Our n-variable Statistical Process Control Tool (nSPCT™) analyzes data sets for anomalies. nSPCT is a multivariate statistical process control software tool used to improve anomaly detection rates, significantly reduce analysis man-hours, reduce system down-time, and increase the cost-effectiveness of complex systems.
nSPCT is an advanced application of multivariate statistical process control theory and incorporates newly developed statistical techniques that increase its effectiveness. nSPCT is based on, but significantly different from, conventional statistical process control techniques due to its high degree of automation.
nSPCT employs advances in multivariate statistical process control theory, including:
- Advanced detection of mean shifts
- Variance shifts
- Distinguishing between mean shifts and variance shifts
- Pattern recognition algorithms
- Rapid decompositions
Prior to the development of nSPCT, applying these techniques required a high-level of statistical knowledge and training. nSPCT removes this requirement by providing comprehensive, automated assumption checks using newly developed, quantifiable metrics. nSPCT provides automated baseline formation and allows for fine tuning the algorithms to meet specific customer needs based on the amount and type of data available. Prompt baseline formation is key to establishing a new online system or rebaselining a system after a major repair or overhaul.

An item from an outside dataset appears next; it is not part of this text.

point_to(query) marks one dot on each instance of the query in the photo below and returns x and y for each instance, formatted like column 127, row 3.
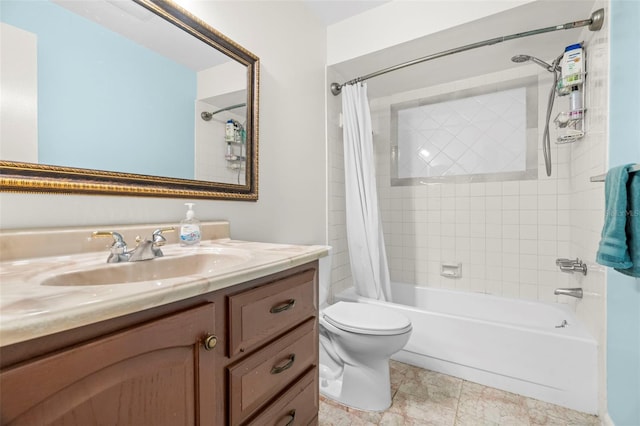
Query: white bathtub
column 504, row 343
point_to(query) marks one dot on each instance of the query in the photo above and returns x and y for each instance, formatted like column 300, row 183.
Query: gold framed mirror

Not only does nSPCT provide better detection rates than competing software, detection rates are provided in an automated fashion. Automating the multivariate statistical analysis process also allows for rapid deployment of new algorithms, which greatly reduces development and implementation costs for the customer.
In addition to providing system-level anomaly detection capabilities, the algorithms are flexible enough to provide alerts for predefined faults that may be common to a system. This greatly increases the diagnostic capability for the end user by automating the early diagnostic steps.
Common Maintenance Challenges
The most common maintenance practices in industry often do not include effective monitoring systems. Even with an active monitoring system installed, frequent and/or catastrophic failures occur and cause significant costs in reactive maintenance and lost production. Typically, monitoring systems are not sensitive enough to detect changes in performance and are frequently complex displays requiring an expert to understand. Some of the more capable systems work only because they are highly tailored to the application, which can be very costly to develop and only work with one system. Many monitoring systems use limits developed for a large population of systems. These population-wide limits mask significant changes in performance for individual systems in the population.
In addition, most monitoring systems are less reliable than the equipment monitored. The result is much time spent diagnosing and repairing monitoring system failures, negatively impacting maintenance costs and revenues.
nSPCT automates the monitoring of complex systems by analyzing each parameter and parameter relationship from individual systems without needing prior knowledge of a system’s expected failure modes. nSPCT detects and isolates individual sensor failures. This eliminates the cost of maintaining redundant sensors and troubleshooting faulty sensors.
nSPCT has been demonstrated on many different systems including jet engines, ground-based gas turbines, diesel engines, natural gas compressors, and wind turbines. It can be applied to any complex data set where the goals are:
- Better measures of system condition
- Improved anomaly detection rates
- Significantly reduced analysis man-hours
- Reduced system down-time
- Reduced operation and maintenance costs
- More effective maintenance practices
- Detection of monitoring system failures
The SwRI-developed nSPCT technology has shown extraordinary performance and has been proven superior to current state-of-the-art technologies in field testing. nSPCT makes excellent use of data currently available without the installation of additional sensors. During field testing, nSPCT detected failures unnoticed by currently in-use detection software and the manual analysis previously required for such complex systems.
nSPCT was designed to allow maintenance personnel, without statistics or engineering backgrounds, to use the tool in an effective manner. The automation of such powerful detection algorithms, combined with the capability to analyze individual system performance, represents a leap in technology surpassing other detection systems.